Related Victorian Energy Concessions
- Annual Electricity Concession (17.5%) - the parent rebate that runs on every quarterly bill year-round. Same retailer registration captures both rebates if you have a controlled load tariff and a qualifying PCC or DVA Gold Card.
- Excess Electricity Concession - kicks in only when total annual electricity cost crosses $3,895.13 and replaces the Annual Concession on the dollars above the threshold. Controlled Load continues separately.
- Medical Cooling Concession - 17.5% off general tariff between 1 November and 30 April for households with multiple sclerosis, Parkinson's or another temperature-regulation condition. Has its own PCC / DVA Gold list (also no HCC).
- Winter Gas Concession - the gas-side seasonal companion: 17.5% off mains gas usage and supply between 1 May and 31 October.

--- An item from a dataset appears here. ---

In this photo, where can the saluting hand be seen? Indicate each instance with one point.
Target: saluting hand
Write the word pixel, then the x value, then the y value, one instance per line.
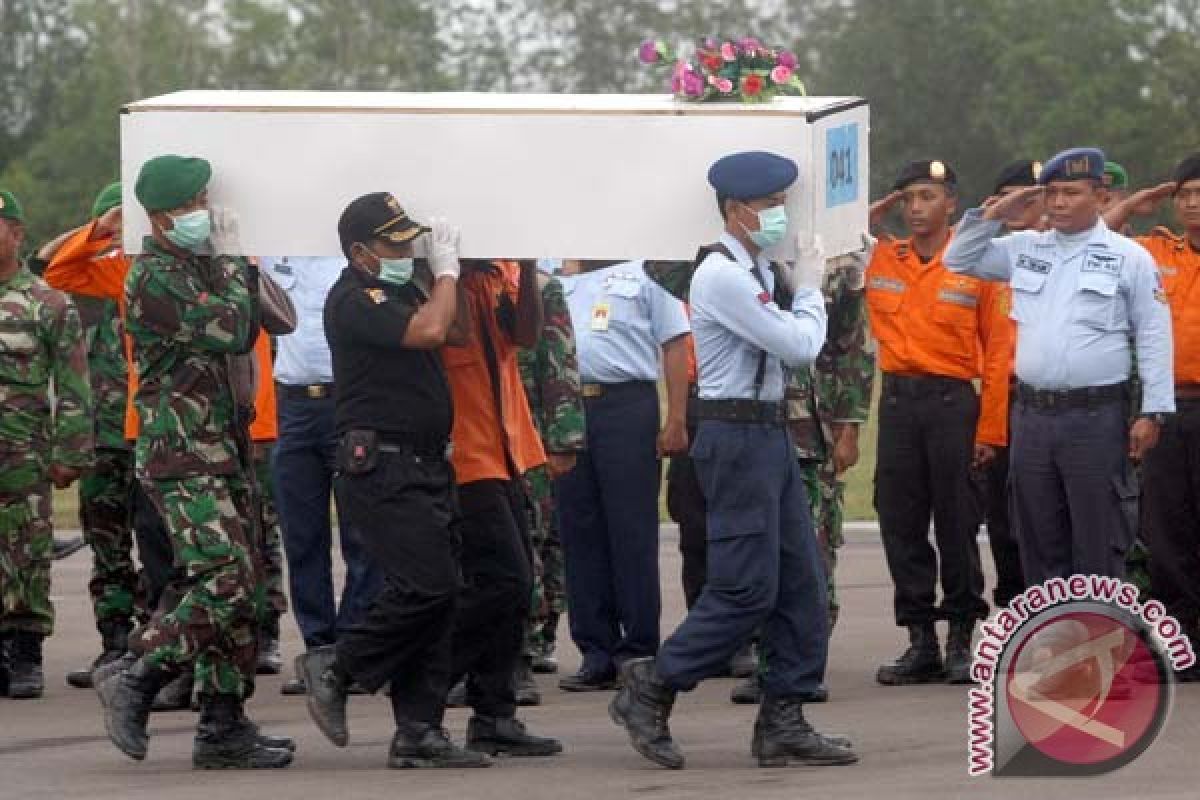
pixel 1143 438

Useful for households running gas hot water alongside an off-peak slab.
- Life Support Concession (mains electricity) - separate flat per-kWh credit for households running doctor-certified life-support equipment. Calculated against legislated standard-load kWh figures rather than off-peak tariffs.
- Non-Mains Energy Concession - the off-grid alternative for households on LPG, heating oil or firewood with no controlled load meter to discount. Tiered annual rebate from $57 to $650 paid by bank transfer.
Frequently Asked Questions
How do I tell if my property has a controlled load tariff?
Look at any quarterly electricity bill. If you see a separate "Controlled Load 1" or "Off-Peak" usage line with its own kWh total and a different cents-per-kWh rate (typically 16-22 cents) plus a separate supply charge, the property is on a controlled load tariff. If everything sits under a single "General Use" line, it is not.
Can a Health Care Card holder ever access this rebate?
Not under the current YAML. The in-list is locked to PCC and DVA Gold. A Low Income HCC holder who later transitions to an Age Pension or Disability Support Pension will then receive a PCC, at which point both rebates can be enabled. Until that transition the 13% off-peak discount is unavailable.
What if I have solar panels?
Solar feed-in tariff credits net against your general tariff bill, not the controlled load bill - they are different metered circuits. The 13% Controlled Load Concession therefore runs on the full off-peak charges regardless of how much solar you export. Solar households actually get the cleanest stacking on this rule.
Does the rebate apply if my hot water tank is supplied through a heat pump?
Only if the heat pump is wired to a controlled load circuit and the tariff is flagged on the account. Some heat pumps run on the general tariff because they are quieter and can run during shoulder periods; in that case the 17.5% Annual Concession applies but Controlled Load does not.
Does the 13% rebate include GST?
Yes. The percentage applies to the GST-inclusive total of controlled load usage and supply, with the retailer netting the GST internally. The visible line on the bill is the post-GST rebate.
Can a tenant claim if the off-peak tank serves a shared dwelling?
If the tenant is the named residential electricity account holder, holds the right card, and the controlled load tariff is on the account, yes. The rule is silent on tenancy status - it cares about the retailer account, not the lease. Share-house arrangements where the bill is in one housemate's name benefit only that named cardholder.